Негр не умел читать, но мог показать записку петралонам, и потому был опасен как свидетель. Почему Пайс доверял негру, Он не знал. Известно ли что-нибудь Сципиону о записке, станет ясно только после ужина, когда пальцеходящие пангины будут перестегивать ошейники, а стопоходящие петралоны появятся перед столовой, чтобы выбрать себе очередную жертву – как они делали всегда, как они сделают сегодня. И это был единственный шанс, но вполне реальный, и они с Пайсом вычислили его.

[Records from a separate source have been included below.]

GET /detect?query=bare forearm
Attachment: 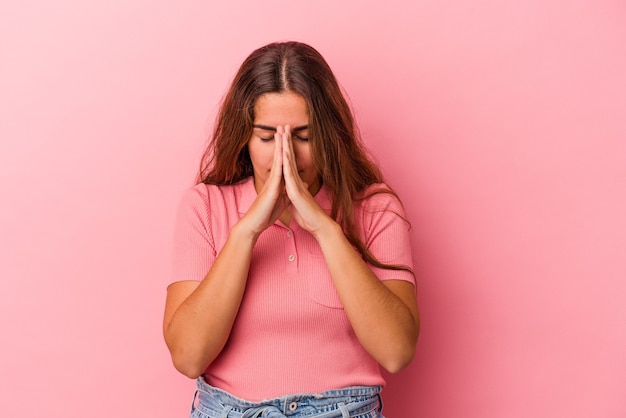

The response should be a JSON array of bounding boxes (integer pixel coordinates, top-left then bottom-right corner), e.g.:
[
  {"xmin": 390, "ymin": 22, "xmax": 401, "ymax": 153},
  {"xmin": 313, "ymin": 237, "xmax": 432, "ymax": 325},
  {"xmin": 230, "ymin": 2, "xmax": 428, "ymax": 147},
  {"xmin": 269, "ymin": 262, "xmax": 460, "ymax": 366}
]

Он сунул негру кусок липкой резины с крошками приставшего табака. И негр обрадовался, растянул толстые, влажные губы и сразу прямо с бумагой запихал жвачку в рот, втянув впалые щеки, и глаза у него с мраморными в прожилку белками блаженно сощурились, затуманились. Потом он воровато оглянулся по сторонам и, припадая на левую ногу, поспешил по коридору, придерживаясь одной рукой за цепь, а другой ловко подхватывая с пола специальной щеткой невидимый мусор. Завод был образцово-показательным и стерильным, как операционная салфетка.
Записка была от Пайса.
В ней, путая русские и английские слова, словно барочный интеллектуал, он писал, что будет ждать их в шестом вентиляционном стволе сразу после ужина и что у него, у Пайса, все готово. А это означало, что с сегодняшнего дня в шахте 6-Бис каждую вторую смену будет производиться пуск, что наконец-то изготовлены ключи и что у побега есть все шансы завершиться благополучно, если, конечно, их не поймают прежде, чем они минуют внутреннюю охрану, прежде чем в шахте запустят двигатели, а им удастся нырнуть в шестой колодец, откуда начинался центральный сток, который вынесет их в черноречный каньон, и прежде, чем они выберутся за тридцатикилометровую зону, в сторону моря, если, разумеется, ее не успеют оцепить (да и будут ли оцеплять?), и если, конечно, наверху все то же самое, что было и полгода назад, и год, и столетие, и черт знает когда. В конце по-русски было приписано: «Осадим и этот кнехт!». Это была его любимая поговорка, но ему не хватало русского бахвальства, чтобы правильно ее произносить.